Table Of Contents

Debugging a TurboGears Application

There are multiple ways to debug a TurboGears application.

Use print statements for debugging

If you just want to watch the value of some objects used in your controller, you can simply add print statements which will send their output to the console while the server is running.

Provoke exceptions and examine the debug output

If you just want to break and see the values of some object, add a statement like raise ValueError(repr(some_object)). In development mode, the browser will then show a stacktrace with the Python representation of your object in the error message. If you set tg.fancy_exception = True in the global section of the project’s dev.cfg config file, the stack trace will show additional information and you can examine the value of the variables at any level of the stack trace. In this case, you can add any statement like 1/0 or breakpoint (where breakpoint is an undefined name) to raise the exception. This simple solution is often completely sufficient for debugging the application and understanding possible problems.

Use the standard Python debugger

The standard solution is using pdb which is an interactive source code debugger for Python programs that is part of the standard library. You just need to insert

import pdb; pdb.set_trace()

at the point where you want to have a breakpoint. You can also use --pdb for nosetests, and of course use the above in them as well.

Use IPython

Some other simple methods have been suggested on our mailing list. One of them was using IPython and doing this:

from IPython.Shell import IPShellEmbed
dbg = IPShellEmbed()

class Root(controllers.Root):
    def method(self):
        dbg() # break point

The `dbg() statement this will put your server into interactive mode which can be exited with Ctrl-D.

Use Winpdb

If you want some serious debugging, Winpdb can be used. Using Winpdb, you can do all the debugging activities like stepping through the code, watching the variables etc. in a TurboGears application. The steps to follow are described below.

Wherever you need to start the debugging, e.g. in a controller method, put these lines:

import rpdb2
rpdb2.start_embedded_debugger('some_passwd', fAllowUnencrypted=True)
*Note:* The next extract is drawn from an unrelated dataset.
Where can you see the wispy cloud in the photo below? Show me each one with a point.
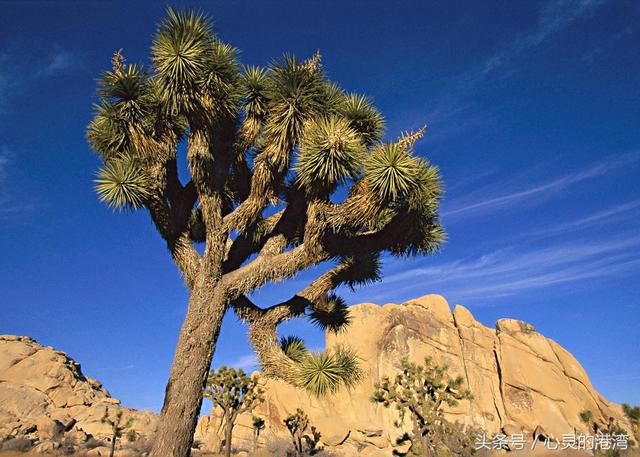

Then start the TurboGears application, open a browser and visit some URL that invokes the controller method. From another console prompt, start Winpdb by giving the command winpdb -t. In Winpdb, go to File -> Attach. You will be asked for a password. Type in some password and press OK. Then select the application and press OK to start debugging.

Use the Eclipse (PyDev), Komodo oder Wingware IDE

If you’re using and IDE to develop your TurboGears application, you can try using the debugging facilities integrated in the IDE.

Fabio Zadrozny has written some instructions for Configuring Pydev to work with Turbogears. One problem that may occur due to the use of DecoratorTools in TurboGears has been discussed in the article Why can’t the pydev debugger work with turbogears?. With current versions of Python and DecoratorTools this should not be a problem any more.

Todd Whiteman has written instructions for Debugging TurboGears with Komodo.

And on the Wingware homepage, you will find instructions on Using Wing IDE with Turbogears.

Use Firebug

The above solutions are for debugging your server side TurboGears application. If you want to debug what’s going on at the client side, get FireBug, which is an invaluable tool for debugging any web applications. It will be particularly helpful if you’re using AJAX or any JavaScript on your pages.